Rosenkavalier d’hier et d’aujourd’hui

Célébrissime, le Rosenkavalier pensé pour le disque par Herbert von Karajan et Walter Legge avait un ennemi redoutable : celui idéalement distribué et dirigé dans l’exact esprit de la comédie de mœurs, avec en plus une once de Lubitsch que Decca avait confié aux soins experts d’Erich Kleiber. Impossible de faire plus viennois, Karajan le savait bien, qui, regardant comme l’envers de la partition y voyait d’abord l’orchestre hédoniste de Richard Strauss auquel il voulait apparier les voix.

Schwarzkopf, qui fut un temps Sophie, y imposait sa Maréchale, distillant l’élégie, ombrant les mots ; pour ce qui était de l’esprit de Vienne, Ljuba Welitsch ferait un caméo saisissant en duègne, rappel discret d’un monde perdu. La jeune Ludwig assombrissant son mezzo pour faire le plus mâle des Quinquin, une Sophie exotique qui pourtant ne dépare pas l’ensemble, Teresa Stich-Randall ; Otto Edelmann, Ochs virtuose piquant ses mots dans un parlando étourdissant, luxe absolu, Nicolai Gedda en chanteur italien ; tous se réglaient sur l’univers sensuel de Karajan et passaient sous la toise de Legge : jamais les ensembles du Rosenkavalier ne furent si exacts, si pesés, si lestes, si justes de ton et de note.

Réédité déjà plusieurs fois, Elisabeth Schwarzkopf ayant insisté pour que de son vivant, la version monophonique où elle trouvait les voix plus en valeur parut à son tour, qu’apporte donc la nouvelle mouture proposée par Warner ? Outre une édition somptueuse, petit livre-disque avec tout le texte d’Hofmannsthal, une balance parfaite où s’équilibrent voix et orchestre, des couleurs plus fines, un espace supplémentaire dans l’orchestre, des dynamiques plus subtiles.

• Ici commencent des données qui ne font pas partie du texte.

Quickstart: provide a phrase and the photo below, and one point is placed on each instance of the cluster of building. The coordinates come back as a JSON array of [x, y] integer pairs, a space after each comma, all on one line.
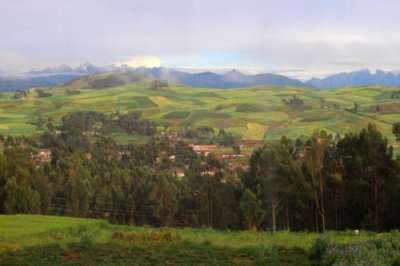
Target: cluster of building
[[42, 156]]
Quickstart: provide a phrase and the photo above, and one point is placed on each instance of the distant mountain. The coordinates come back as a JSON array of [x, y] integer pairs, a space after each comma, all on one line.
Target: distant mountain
[[357, 78], [13, 83], [232, 79], [58, 75]]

Refermant ce joli travail, voilà que j’en ouvre un autre tout aussi soigné : après Elektra, après Arabella, où il rétablissait l’intégralité des textes, Marc Albrecht poursuit son cycle Strauss au Dutch National Opera avec Le Chevalier à la rose. Sa direction fluide, élégante, se détourne de la comédie pour faire entendre les idiosyncrasies du langage straussien, suggérant discrètement à quel point il est bien plus proche qu’on pourrait le penser des audaces du concert contemporain. Il y a du Berg dans son Strauss, raccourci étrange, mais qu’on entend. Une Maréchale presqu’amère (Camilla Nylund) et plus inquiète que philosophe dans son monologue du temps qui passe, une Sophie jamais oie blanche et à sa façon impérieuse (Hanna-Elisabeth Müller, décidément parfaite dans tout ce qu’elle chante), un Ochs bon garçon, sans arrière-plans mais absolument incarné (Peter Rose), tous cèdent le pas devant un Quinquin d’exception, Paula Murrihy.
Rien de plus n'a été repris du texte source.